This Mexican Street Corn Quinoa Salad takes all the bold flavors of elote—smoky charred corn, salty cotija, and zesty chili lime crema—and tosses them with fluffy quinoa for a fresh, filling, and irresistibly tangy dish. It’s perfect for BBQs, meal prep, or just when you want something bright and exciting on your plate. Bonus: it’s easy to make ahead and tastes even better the next day!

Ingredients

Scale

For the Salad:

1 cup quinoa (uncooked)

3 cups corn (about 4 ears, grilled or charred in a pan)

½ cup crumbled cotija cheese

¼ cup red onion, finely chopped

¼ cup chopped cilantro

1 jalapeño, seeded and diced (optional for heat)

For the Chili Lime Crema:

⅓ cup sour cream or Greek yogurt

2 tbsp mayonnaise

1 ½ tbsp lime juice (fresh)

½ tsp chili powder

¼ tsp smoked paprika

Salt to taste

Instructions

Cook quinoa according to package instructions. Let cool completely.

Grill or pan-char corn until slightly blackened.

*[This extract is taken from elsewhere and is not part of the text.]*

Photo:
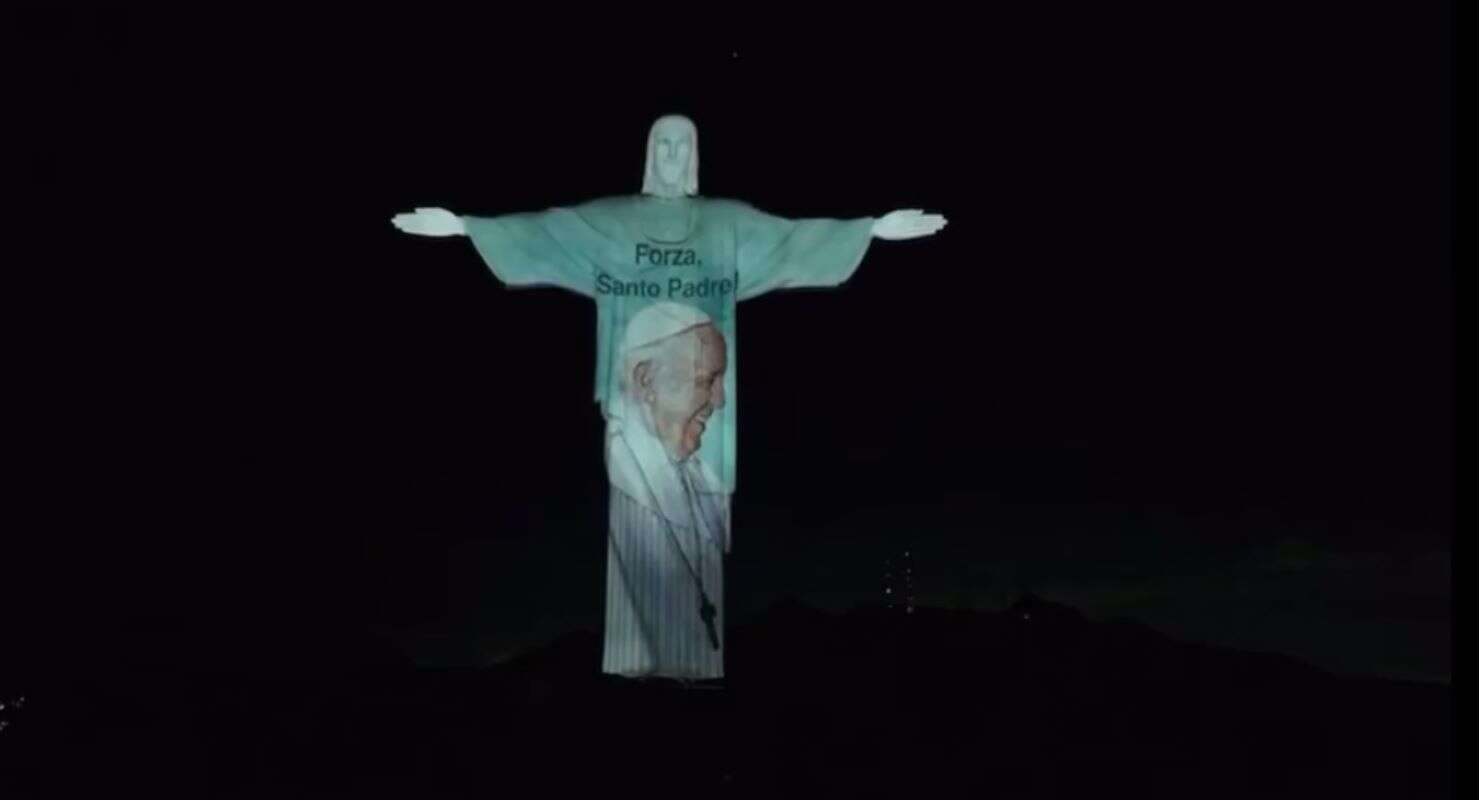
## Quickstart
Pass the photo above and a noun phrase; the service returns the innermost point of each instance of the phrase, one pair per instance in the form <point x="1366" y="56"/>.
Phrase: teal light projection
<point x="666" y="269"/>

Let cool, then cut off the kernels.

In a small bowl, whisk together the crema ingredients until smooth.

In a large bowl, combine quinoa, corn, red onion, cotija, cilantro, and jalapeño.

Pour the chili lime crema over the salad and toss to coat evenly.

Chill for 15–30 minutes or serve immediately with extra lime wedges.